TOPIC 1: Are we nearly there yet, after some 43 months of twists, turns and blind alleys? Yes, I do believe we are – namely in sussing out how the “Shroud ” of Turin might have been engineered by a medieval entrepreneur as the ultimate in holy icons. So ultimate in fact that many to this day see it as a holy relic (the real thing!) despite constant reminders from Popes (well, some at any rate) to view it as an icon – an aid to faith, not a prop.
So what gives with the confidence from this particular researcher who’s normally reticent about making any kind of over-statement?
Answer: this photomicrograph obtained just an hour ago.
Note the localization of the coloration to the highest points of the linen weave – the so-called crowns. That is a key characteristic of the “Shroud” body image – one that has proved very difficult to reproduce in model systems except by contact-scorching off a hot metal template – a model this blogger has explored in detail (2+ years!) but found lacking in a number of crucial aspects that need not concern us for now.. What caused the change of approach? Answer: the clues from the Lirey Pilgrims’s badge or rather its Mark 2 (?) version – the so-called Machy mould- namely that the “Shroud” of Turin was meant to be seen as a blood AND sweat imprint, real or simulated left by the crucified body of Christ on Joseph of Arimathea’s linen, used to transport the body from cross to tomb and NOT intended as the final burial Shroud (thus my use of “Shroud” rather than Shroud).

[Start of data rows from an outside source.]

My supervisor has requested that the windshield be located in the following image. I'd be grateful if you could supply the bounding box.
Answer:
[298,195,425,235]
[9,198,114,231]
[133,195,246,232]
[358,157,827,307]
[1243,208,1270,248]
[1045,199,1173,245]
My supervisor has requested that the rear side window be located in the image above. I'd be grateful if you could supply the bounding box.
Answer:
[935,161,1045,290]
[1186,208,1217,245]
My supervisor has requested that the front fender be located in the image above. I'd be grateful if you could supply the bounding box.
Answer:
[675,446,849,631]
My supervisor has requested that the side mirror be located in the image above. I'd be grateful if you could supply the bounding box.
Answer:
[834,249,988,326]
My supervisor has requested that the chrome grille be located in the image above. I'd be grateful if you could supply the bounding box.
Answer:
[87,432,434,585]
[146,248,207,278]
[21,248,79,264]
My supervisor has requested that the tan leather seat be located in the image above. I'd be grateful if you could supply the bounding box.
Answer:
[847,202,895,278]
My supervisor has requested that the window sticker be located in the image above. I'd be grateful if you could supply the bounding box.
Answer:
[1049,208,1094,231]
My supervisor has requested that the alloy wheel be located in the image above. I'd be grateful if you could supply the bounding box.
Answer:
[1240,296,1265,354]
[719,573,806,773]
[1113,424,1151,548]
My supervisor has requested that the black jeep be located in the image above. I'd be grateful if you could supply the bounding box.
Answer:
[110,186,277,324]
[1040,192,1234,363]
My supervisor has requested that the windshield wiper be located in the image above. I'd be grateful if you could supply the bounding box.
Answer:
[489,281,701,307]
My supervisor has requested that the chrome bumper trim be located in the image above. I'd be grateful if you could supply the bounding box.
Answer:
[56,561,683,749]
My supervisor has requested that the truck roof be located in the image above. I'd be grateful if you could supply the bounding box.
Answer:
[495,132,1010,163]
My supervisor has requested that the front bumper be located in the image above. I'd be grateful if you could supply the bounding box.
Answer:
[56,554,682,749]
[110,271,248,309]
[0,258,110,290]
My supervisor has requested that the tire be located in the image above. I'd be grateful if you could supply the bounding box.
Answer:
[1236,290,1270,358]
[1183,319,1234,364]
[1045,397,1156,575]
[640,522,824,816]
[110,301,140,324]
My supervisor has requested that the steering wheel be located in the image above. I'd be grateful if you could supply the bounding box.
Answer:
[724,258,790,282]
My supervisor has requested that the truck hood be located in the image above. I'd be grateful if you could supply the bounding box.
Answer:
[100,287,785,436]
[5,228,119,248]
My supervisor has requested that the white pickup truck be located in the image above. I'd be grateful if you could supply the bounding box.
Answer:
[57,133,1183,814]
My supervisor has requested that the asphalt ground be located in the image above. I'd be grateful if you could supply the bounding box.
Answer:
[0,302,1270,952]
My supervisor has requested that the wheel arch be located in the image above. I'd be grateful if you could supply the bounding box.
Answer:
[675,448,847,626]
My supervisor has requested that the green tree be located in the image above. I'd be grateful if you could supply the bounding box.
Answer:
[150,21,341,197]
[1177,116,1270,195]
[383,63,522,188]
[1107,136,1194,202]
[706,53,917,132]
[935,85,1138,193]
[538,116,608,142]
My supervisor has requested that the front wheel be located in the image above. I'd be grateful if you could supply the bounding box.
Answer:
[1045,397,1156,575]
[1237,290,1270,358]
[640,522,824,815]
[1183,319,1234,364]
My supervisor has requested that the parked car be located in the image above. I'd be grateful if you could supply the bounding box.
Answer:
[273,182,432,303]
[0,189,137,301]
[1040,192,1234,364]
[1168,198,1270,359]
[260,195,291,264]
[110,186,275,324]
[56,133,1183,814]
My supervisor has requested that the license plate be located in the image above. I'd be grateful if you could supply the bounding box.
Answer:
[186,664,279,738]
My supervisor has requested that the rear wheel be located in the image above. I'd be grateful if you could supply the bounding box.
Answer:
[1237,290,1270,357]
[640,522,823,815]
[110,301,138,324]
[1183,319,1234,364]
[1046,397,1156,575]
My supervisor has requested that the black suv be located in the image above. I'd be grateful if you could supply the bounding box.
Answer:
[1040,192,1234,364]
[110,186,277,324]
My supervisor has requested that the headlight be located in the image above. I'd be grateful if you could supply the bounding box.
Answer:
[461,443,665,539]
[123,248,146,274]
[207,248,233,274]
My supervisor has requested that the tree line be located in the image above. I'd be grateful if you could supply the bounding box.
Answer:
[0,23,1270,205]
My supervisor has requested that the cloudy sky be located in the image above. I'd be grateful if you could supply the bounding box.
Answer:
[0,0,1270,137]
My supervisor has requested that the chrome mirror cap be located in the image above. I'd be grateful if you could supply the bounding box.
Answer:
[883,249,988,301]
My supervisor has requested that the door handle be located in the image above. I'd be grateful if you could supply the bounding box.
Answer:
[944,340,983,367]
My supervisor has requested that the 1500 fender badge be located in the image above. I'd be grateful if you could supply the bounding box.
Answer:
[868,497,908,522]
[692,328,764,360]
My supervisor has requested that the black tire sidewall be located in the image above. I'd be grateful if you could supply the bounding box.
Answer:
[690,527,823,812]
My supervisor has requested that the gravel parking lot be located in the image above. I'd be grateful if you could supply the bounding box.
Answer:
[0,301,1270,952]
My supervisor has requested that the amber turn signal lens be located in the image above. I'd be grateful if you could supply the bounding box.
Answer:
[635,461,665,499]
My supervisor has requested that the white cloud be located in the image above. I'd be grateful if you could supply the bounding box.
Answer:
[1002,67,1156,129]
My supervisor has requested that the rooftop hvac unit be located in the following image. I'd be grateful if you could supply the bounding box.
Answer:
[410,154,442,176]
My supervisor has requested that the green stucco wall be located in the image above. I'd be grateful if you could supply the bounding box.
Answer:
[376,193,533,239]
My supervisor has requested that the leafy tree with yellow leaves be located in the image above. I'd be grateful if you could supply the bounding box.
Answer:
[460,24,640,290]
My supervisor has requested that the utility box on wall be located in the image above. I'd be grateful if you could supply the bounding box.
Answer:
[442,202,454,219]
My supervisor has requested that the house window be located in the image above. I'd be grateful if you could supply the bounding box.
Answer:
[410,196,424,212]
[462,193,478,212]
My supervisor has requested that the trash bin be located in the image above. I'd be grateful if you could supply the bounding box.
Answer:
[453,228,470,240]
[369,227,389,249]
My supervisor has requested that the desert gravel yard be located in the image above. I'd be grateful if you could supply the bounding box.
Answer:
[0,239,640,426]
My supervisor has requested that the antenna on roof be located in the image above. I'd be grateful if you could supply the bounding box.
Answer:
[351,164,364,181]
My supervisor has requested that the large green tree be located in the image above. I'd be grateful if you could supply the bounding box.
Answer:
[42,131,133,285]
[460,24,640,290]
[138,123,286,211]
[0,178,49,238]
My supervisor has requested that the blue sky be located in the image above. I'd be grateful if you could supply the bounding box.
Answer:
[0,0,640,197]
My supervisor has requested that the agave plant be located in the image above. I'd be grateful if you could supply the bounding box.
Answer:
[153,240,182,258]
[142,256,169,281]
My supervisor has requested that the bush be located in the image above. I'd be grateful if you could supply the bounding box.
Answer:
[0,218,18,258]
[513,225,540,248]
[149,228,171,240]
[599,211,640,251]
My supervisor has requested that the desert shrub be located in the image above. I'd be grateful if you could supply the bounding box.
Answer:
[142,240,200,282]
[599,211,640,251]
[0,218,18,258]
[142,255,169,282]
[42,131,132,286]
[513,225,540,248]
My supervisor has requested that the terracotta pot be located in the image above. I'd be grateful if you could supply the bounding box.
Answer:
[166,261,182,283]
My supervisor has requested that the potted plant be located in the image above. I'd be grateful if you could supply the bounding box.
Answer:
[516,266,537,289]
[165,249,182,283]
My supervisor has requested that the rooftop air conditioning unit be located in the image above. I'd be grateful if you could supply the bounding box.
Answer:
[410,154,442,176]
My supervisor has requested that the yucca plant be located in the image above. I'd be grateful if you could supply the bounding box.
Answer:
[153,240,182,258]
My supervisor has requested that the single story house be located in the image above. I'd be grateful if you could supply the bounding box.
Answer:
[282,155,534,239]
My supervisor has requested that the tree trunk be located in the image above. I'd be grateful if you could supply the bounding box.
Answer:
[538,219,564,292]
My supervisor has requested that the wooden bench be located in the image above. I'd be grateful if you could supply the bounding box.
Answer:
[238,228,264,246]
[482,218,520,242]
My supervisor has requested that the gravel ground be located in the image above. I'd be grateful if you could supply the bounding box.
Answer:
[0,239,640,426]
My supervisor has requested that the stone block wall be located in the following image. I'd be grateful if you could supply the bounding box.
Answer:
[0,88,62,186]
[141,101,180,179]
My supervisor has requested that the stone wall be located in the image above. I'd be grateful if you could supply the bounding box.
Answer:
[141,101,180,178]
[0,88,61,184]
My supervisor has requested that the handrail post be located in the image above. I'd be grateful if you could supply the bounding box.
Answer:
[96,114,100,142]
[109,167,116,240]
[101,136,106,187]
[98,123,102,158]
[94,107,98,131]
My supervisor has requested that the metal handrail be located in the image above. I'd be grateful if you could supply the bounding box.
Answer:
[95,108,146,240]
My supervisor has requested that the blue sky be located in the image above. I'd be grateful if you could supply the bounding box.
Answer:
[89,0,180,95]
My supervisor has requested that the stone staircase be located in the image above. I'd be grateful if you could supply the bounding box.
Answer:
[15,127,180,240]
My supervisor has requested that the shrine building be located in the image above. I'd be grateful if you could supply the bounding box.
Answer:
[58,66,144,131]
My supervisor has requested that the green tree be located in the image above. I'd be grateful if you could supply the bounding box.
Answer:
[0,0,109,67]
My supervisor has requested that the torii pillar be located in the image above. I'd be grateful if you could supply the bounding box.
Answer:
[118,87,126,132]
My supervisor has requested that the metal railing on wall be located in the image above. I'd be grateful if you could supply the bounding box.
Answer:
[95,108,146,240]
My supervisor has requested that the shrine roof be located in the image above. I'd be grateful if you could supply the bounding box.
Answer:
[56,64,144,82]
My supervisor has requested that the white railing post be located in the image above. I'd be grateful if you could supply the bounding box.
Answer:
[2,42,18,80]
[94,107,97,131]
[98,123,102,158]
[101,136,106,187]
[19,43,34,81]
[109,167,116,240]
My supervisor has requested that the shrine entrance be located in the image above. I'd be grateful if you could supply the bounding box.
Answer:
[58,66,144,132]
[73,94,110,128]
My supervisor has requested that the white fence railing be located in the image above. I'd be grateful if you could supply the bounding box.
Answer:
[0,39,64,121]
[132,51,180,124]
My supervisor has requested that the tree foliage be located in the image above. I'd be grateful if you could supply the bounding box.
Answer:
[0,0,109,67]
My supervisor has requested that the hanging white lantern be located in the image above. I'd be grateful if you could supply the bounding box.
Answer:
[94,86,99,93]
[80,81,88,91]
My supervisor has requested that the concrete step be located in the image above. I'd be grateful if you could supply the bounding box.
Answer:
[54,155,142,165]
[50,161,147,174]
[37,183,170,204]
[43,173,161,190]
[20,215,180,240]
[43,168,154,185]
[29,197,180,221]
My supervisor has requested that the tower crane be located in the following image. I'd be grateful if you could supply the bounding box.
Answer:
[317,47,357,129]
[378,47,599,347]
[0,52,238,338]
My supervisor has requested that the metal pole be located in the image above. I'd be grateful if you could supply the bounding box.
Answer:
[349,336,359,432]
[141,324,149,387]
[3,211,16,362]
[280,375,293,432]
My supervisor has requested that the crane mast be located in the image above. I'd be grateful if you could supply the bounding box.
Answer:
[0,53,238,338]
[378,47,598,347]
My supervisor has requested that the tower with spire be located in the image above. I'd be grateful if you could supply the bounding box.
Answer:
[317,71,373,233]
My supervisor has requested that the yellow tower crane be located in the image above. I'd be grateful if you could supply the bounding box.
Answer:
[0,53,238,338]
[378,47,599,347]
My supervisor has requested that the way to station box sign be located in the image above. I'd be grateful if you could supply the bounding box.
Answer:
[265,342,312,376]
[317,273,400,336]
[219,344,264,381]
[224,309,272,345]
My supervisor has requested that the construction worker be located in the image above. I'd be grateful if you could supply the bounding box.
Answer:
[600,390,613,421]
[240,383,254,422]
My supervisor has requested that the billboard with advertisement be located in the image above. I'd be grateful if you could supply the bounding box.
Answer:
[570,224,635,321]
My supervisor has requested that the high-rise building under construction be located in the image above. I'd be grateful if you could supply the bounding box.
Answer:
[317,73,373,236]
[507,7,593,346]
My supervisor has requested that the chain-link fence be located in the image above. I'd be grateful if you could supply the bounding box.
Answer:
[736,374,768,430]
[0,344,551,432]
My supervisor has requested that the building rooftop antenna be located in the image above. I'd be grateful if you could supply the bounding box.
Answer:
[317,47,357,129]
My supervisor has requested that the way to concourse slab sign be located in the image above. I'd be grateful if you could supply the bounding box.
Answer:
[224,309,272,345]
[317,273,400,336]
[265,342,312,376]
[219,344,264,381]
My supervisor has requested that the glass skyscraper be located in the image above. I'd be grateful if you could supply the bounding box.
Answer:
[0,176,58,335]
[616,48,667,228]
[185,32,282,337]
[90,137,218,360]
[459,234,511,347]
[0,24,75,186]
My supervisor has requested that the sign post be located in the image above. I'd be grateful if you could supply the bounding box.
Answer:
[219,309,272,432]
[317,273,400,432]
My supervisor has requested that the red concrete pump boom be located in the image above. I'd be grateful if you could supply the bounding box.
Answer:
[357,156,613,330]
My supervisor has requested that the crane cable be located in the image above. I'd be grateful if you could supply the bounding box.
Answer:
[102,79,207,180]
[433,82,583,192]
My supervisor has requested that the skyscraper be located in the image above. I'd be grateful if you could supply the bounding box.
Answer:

What you see above is probably not the final image pigmentation we see today, being a precursor stage. There are grounds for thinking (see postings preceding this one) that the above coloration was deliberately attenuated to make it fainter and more ghostly.
This comparison between model and “Shroud” accompanied the previous posting (original caption).The “hot electric iron’ or medieval equivalent is no longer needed: simply pressing wet linen against a flour-dusted hand gives preferential attachment of the imprinting medium to the crowns of the weave.
It’s an end-stage step that can be modelled simply by washing thoroughly in soap and water. See the photomicrograph that concluded the previous posting (under the concluding Topic 13).
For now I shall post this long-strived for result, and return later in the next few days explaining how the image for the above microscopy was produced, and how it was initially processed to get the above result. We will then follow its progress through the final attenuation step and see how the final image compares with that of the “Shroud” in the Mark Evans photomicrographs.